事業者に共通義務が存することが確認された場合には、二段階目の手続である「簡易確定手続」に移行します。すなわち、個々の消費者から授権を受けた特定適格消費者団体が債権の届出をし、債権の存否および内容について事業者の認否または裁判所の決定(簡易確定決定)により確定させ、簡易確定決定に対して異議がある場合には、さらに異義後の訴訟において債権の存否・内容を確定させるという流れです。個々の消費者から授権を受ける前提として、債権届出の対象となる消費者を募るために、簡易確定手続申立団体(簡易確定手続開始の申立をした特定適格消費者団体をこのように呼びます)は、知れている対象消費者に対して共通義務確認の訴えの結果等を通知のうえ、公告を行うこととされています。また、対象となる消費者の名簿は相手方事業者が所持していることが多いため、相手方事業者には、対象となる消費者の氏名・住所等が記載された文書・電磁的記録の情報開示義務が課せられています。
②原告適格の制限
①でご紹介したとおり、消費者裁判手続特例法においては、原告となり得る資格が特定適格消費者団体に限定されています。

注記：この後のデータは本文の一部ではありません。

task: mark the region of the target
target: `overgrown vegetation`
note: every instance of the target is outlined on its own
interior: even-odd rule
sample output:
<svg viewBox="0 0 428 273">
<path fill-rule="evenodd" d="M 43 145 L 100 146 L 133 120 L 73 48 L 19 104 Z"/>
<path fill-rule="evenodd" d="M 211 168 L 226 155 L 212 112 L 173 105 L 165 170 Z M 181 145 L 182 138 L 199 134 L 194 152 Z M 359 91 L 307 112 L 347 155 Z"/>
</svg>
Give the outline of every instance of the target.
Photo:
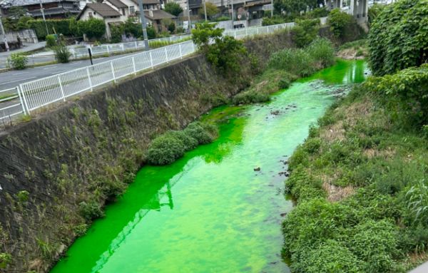
<svg viewBox="0 0 428 273">
<path fill-rule="evenodd" d="M 371 24 L 369 63 L 373 74 L 393 73 L 428 61 L 428 0 L 384 6 Z"/>
<path fill-rule="evenodd" d="M 415 29 L 426 25 L 413 22 Z M 377 31 L 372 44 L 391 29 Z M 401 34 L 412 41 L 414 33 Z M 404 272 L 427 257 L 428 65 L 407 68 L 415 64 L 356 86 L 290 158 L 286 192 L 297 206 L 283 222 L 283 255 L 292 271 Z"/>
<path fill-rule="evenodd" d="M 146 161 L 152 165 L 170 164 L 198 145 L 213 142 L 218 133 L 213 125 L 200 122 L 190 123 L 180 131 L 168 131 L 151 142 Z"/>
<path fill-rule="evenodd" d="M 29 58 L 22 53 L 14 53 L 9 58 L 9 65 L 14 69 L 25 69 L 26 64 L 29 62 Z"/>
</svg>

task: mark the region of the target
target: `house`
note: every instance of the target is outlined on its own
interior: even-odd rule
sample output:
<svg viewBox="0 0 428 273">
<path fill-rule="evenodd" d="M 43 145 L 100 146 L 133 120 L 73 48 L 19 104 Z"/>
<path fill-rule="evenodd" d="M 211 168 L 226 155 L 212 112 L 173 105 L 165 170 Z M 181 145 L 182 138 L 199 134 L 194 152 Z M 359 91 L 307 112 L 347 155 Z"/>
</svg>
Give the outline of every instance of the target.
<svg viewBox="0 0 428 273">
<path fill-rule="evenodd" d="M 121 13 L 109 5 L 102 3 L 95 3 L 86 4 L 77 16 L 76 20 L 86 21 L 91 18 L 103 19 L 106 24 L 106 36 L 107 38 L 110 38 L 111 37 L 110 25 L 123 22 L 124 21 L 121 17 L 122 17 Z"/>
<path fill-rule="evenodd" d="M 159 0 L 144 0 L 143 9 L 148 26 L 158 31 L 162 31 L 163 19 L 175 19 L 176 17 L 160 9 Z M 102 3 L 88 4 L 77 16 L 77 20 L 97 18 L 106 22 L 106 36 L 111 38 L 111 26 L 126 22 L 129 18 L 136 17 L 140 22 L 138 0 L 104 0 Z"/>
<path fill-rule="evenodd" d="M 12 6 L 21 6 L 34 18 L 42 17 L 41 3 L 46 19 L 68 18 L 80 12 L 79 0 L 3 0 L 0 1 L 1 13 L 8 15 Z"/>
</svg>

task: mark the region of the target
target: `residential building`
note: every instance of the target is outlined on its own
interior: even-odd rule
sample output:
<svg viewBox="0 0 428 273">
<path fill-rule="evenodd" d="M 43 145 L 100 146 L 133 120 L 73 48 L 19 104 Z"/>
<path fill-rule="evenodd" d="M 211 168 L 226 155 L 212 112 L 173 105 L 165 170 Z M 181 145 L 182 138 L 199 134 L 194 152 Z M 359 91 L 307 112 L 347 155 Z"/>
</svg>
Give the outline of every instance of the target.
<svg viewBox="0 0 428 273">
<path fill-rule="evenodd" d="M 78 20 L 91 18 L 102 19 L 106 22 L 106 38 L 111 37 L 111 26 L 122 24 L 129 18 L 136 18 L 141 24 L 138 0 L 103 0 L 102 3 L 88 4 L 77 16 Z M 143 6 L 146 23 L 153 26 L 158 31 L 163 29 L 161 21 L 176 19 L 176 17 L 160 9 L 159 0 L 144 0 Z"/>
<path fill-rule="evenodd" d="M 63 19 L 80 12 L 79 0 L 3 0 L 0 1 L 1 13 L 8 15 L 11 6 L 21 6 L 36 19 L 41 18 L 41 1 L 46 19 Z"/>
</svg>

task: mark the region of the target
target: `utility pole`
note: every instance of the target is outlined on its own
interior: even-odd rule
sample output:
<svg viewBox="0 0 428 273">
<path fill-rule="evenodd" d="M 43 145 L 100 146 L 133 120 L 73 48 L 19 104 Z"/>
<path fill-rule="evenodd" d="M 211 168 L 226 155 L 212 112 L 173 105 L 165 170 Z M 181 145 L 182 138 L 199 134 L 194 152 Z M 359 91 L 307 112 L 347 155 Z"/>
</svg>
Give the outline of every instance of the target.
<svg viewBox="0 0 428 273">
<path fill-rule="evenodd" d="M 207 20 L 207 0 L 203 0 L 203 12 L 205 15 L 205 22 Z"/>
<path fill-rule="evenodd" d="M 41 11 L 41 16 L 43 17 L 44 22 L 45 22 L 45 26 L 46 27 L 46 35 L 49 35 L 49 31 L 48 30 L 48 24 L 46 24 L 46 19 L 44 16 L 44 9 L 43 8 L 43 5 L 41 4 L 41 0 L 39 0 L 39 3 L 40 4 L 40 11 Z"/>
<path fill-rule="evenodd" d="M 150 46 L 148 45 L 148 38 L 147 38 L 147 24 L 146 24 L 146 16 L 144 16 L 144 10 L 143 9 L 143 0 L 138 0 L 138 6 L 140 7 L 140 17 L 141 18 L 144 47 L 146 50 L 149 50 Z"/>
<path fill-rule="evenodd" d="M 232 3 L 232 29 L 235 29 L 235 26 L 233 26 L 233 17 L 234 17 L 234 12 L 233 12 L 233 0 L 230 0 L 231 3 Z"/>
<path fill-rule="evenodd" d="M 9 43 L 7 43 L 7 38 L 6 38 L 6 32 L 4 32 L 4 29 L 3 29 L 3 22 L 1 21 L 1 16 L 0 16 L 0 30 L 1 31 L 1 34 L 4 36 L 4 47 L 6 47 L 6 50 L 7 51 L 9 51 Z"/>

米国における集団訴訟(クラスアクション制度)とは異なり、一般消費者が他の消費者を代表して消費者裁判手続特例法に基づく集団訴訟を起こすことはできないのです。
③対象事案の限定
また、消費者裁判手続特例法の対象となる事案は以下のとおり限定されています。
すなわち、事業者が消費者に対して負う金銭の支払義務であって、消費者契約に関する一定の請求(ⅰ債務の履行の請求、ⅱ不当利得に係る請求、ⅲ契約上の債務の不履行による損害賠償の請求、ⅳ瑕疵担保責任に基づく損害賠償の請求、ⅴ不法行為に基づく民法の規定による損害賠償の請求)に係るもののみが対象となります。さらに、上記ⅲ~ⅴの損害賠償の請求における損害については、いわゆる拡大損害や逸失利益、人の生命または身体を害されたことによる損害、精神上の苦痛を受けたことによる損害は対象外とされている点も特徴です。
④確定判決の効力
共通義務確認の訴えの判決の効力は、原告である特定適格消費者団体及び被告である事業者に及ぶほか、当該訴えの当事者以外の特定適格消費者団体及び簡易確定手続において債権を届け出た消費者にも及ぶこととされています。
以上、消費者裁判手続特例法の主な特徴を概観しました。同法は施行されたばかりであり、今後、同手続がどの程度利用されるのかが注目されます。